Both the French and American governments have called for the countries to de-escalate their fighting and to reach an agreement, with U.S. President Donald Trump specifically calling for Iran to agree to a nuclear program deal. However, the two countries are preparing for further fighting, and the U.S. stock market is starting to feel the effects.

We saw a similar effect last year when fighting ramped up between Israel and Iran, causing the stock market to drop as investors prepared to deal with the global fallout. Whenever a U.S. ally goes to war, there is the risk of higher taxes as the country prepares to help out its partner. With fighting in the Middle East, there is always concern about tightening oil supplies and the trickle-down effect that higher gas prices will have on the rest of the economy.

As gas prices rise due to increased fears over Middle East fighting, that affects all forms of transportation and commerce, since moving goods from one area to another becomes more expensive. Ultimately, nearly every sector of industry is seriously affected.

What to Expect from the Stock Market This Weekend

Middle East conflict is likely to increase selling pressure on Friday as the day continues. However, that is not the only factor at work today putting pressure on the stock market.

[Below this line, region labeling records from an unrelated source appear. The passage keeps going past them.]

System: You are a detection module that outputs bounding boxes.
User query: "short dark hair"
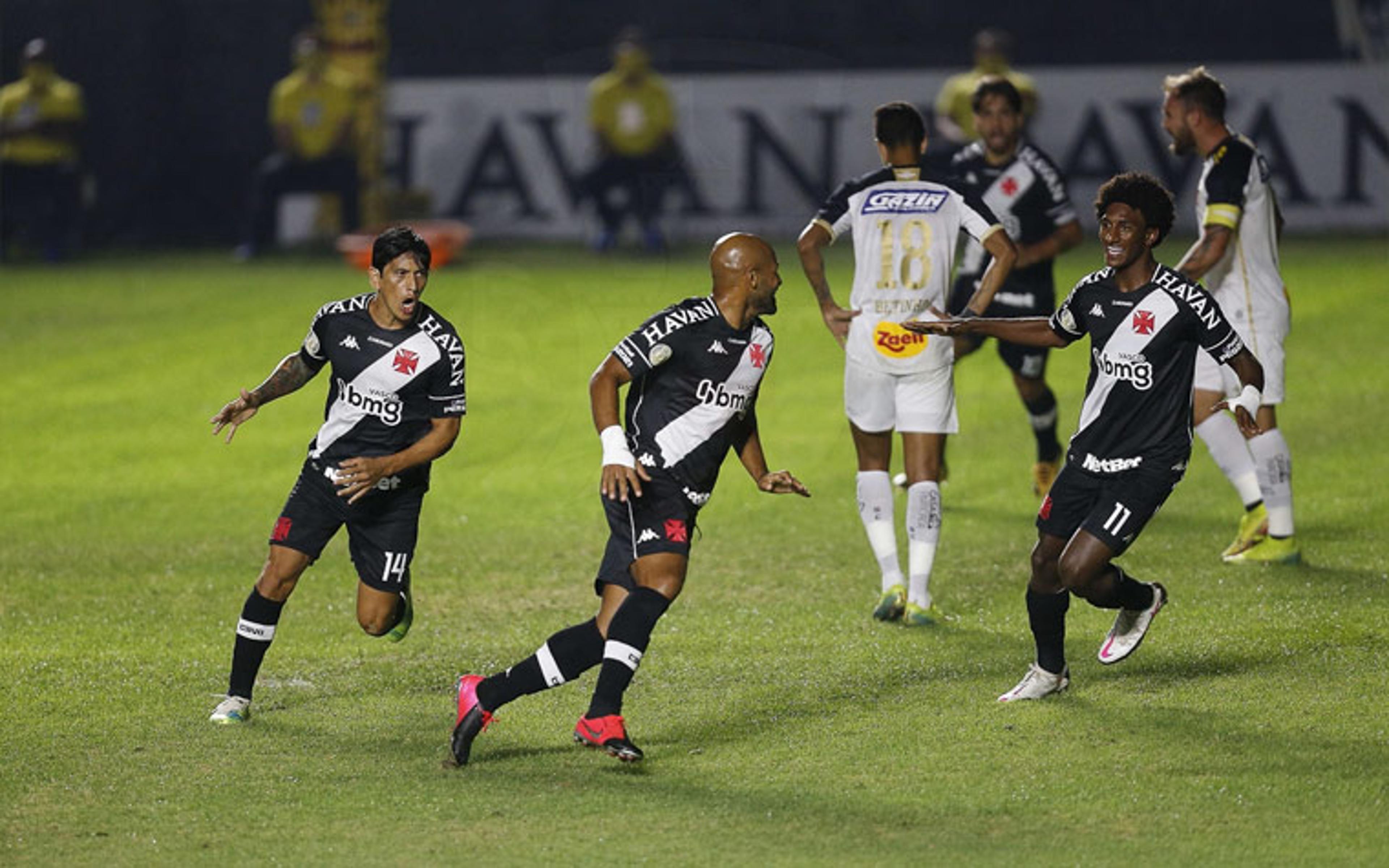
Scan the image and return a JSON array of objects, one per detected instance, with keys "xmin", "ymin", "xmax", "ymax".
[
  {"xmin": 969, "ymin": 75, "xmax": 1022, "ymax": 114},
  {"xmin": 1163, "ymin": 67, "xmax": 1225, "ymax": 124},
  {"xmin": 1095, "ymin": 172, "xmax": 1176, "ymax": 247},
  {"xmin": 872, "ymin": 100, "xmax": 926, "ymax": 147},
  {"xmin": 371, "ymin": 226, "xmax": 429, "ymax": 271}
]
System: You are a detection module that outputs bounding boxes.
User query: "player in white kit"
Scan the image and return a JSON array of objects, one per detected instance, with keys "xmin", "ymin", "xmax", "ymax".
[
  {"xmin": 1163, "ymin": 67, "xmax": 1301, "ymax": 564},
  {"xmin": 797, "ymin": 103, "xmax": 1017, "ymax": 625}
]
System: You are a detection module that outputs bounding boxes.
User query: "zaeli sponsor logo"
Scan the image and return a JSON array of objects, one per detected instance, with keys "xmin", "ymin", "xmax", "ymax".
[{"xmin": 872, "ymin": 319, "xmax": 926, "ymax": 358}]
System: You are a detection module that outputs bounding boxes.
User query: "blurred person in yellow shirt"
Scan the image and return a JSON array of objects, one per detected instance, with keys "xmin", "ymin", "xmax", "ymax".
[
  {"xmin": 585, "ymin": 28, "xmax": 681, "ymax": 251},
  {"xmin": 0, "ymin": 39, "xmax": 86, "ymax": 263},
  {"xmin": 236, "ymin": 32, "xmax": 358, "ymax": 258},
  {"xmin": 936, "ymin": 28, "xmax": 1037, "ymax": 147}
]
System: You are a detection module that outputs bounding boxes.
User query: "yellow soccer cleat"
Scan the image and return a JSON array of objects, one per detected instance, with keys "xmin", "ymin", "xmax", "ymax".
[
  {"xmin": 1220, "ymin": 504, "xmax": 1268, "ymax": 562},
  {"xmin": 901, "ymin": 603, "xmax": 944, "ymax": 626},
  {"xmin": 1225, "ymin": 536, "xmax": 1301, "ymax": 564}
]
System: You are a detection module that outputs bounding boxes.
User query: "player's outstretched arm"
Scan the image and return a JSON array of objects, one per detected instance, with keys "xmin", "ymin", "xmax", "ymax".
[
  {"xmin": 208, "ymin": 352, "xmax": 317, "ymax": 443},
  {"xmin": 901, "ymin": 317, "xmax": 1070, "ymax": 347},
  {"xmin": 1211, "ymin": 347, "xmax": 1264, "ymax": 438},
  {"xmin": 589, "ymin": 353, "xmax": 651, "ymax": 503},
  {"xmin": 735, "ymin": 410, "xmax": 810, "ymax": 497},
  {"xmin": 334, "ymin": 415, "xmax": 463, "ymax": 503},
  {"xmin": 965, "ymin": 228, "xmax": 1018, "ymax": 317},
  {"xmin": 796, "ymin": 221, "xmax": 861, "ymax": 347},
  {"xmin": 1176, "ymin": 224, "xmax": 1231, "ymax": 281}
]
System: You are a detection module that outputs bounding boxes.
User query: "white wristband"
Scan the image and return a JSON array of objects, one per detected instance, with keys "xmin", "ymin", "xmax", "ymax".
[
  {"xmin": 599, "ymin": 425, "xmax": 636, "ymax": 467},
  {"xmin": 1229, "ymin": 386, "xmax": 1264, "ymax": 417}
]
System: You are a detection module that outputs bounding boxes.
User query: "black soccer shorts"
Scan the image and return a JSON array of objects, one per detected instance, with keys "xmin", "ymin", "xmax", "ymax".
[
  {"xmin": 269, "ymin": 458, "xmax": 429, "ymax": 592},
  {"xmin": 593, "ymin": 472, "xmax": 704, "ymax": 596},
  {"xmin": 1036, "ymin": 460, "xmax": 1182, "ymax": 556}
]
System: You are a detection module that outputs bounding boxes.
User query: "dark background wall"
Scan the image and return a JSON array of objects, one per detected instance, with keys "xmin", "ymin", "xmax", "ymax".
[{"xmin": 0, "ymin": 0, "xmax": 1341, "ymax": 244}]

The economic reports this week have all been relatively mild, easing some of the strain on the economy. The consumer price index increased for May, but it was not as high as expected. The produce price index report showed an increase of 3.0% for that metric. While that is not helpful for the stock market, the expected increase was higher, and for the numbers to come in lower than expected is good news.

While these reports do indicate that inflation could increase slightly as a result of economic tightening, they show that things are not as bad as anticipated. These economic reports will help to ease some of the selling pressure on the stock market and keep the market fairly stable. If these economic readings had been as bad as expected, we could anticipate a steep decline for the market this weekend, but instead we may see muted movement that trends down only slightly.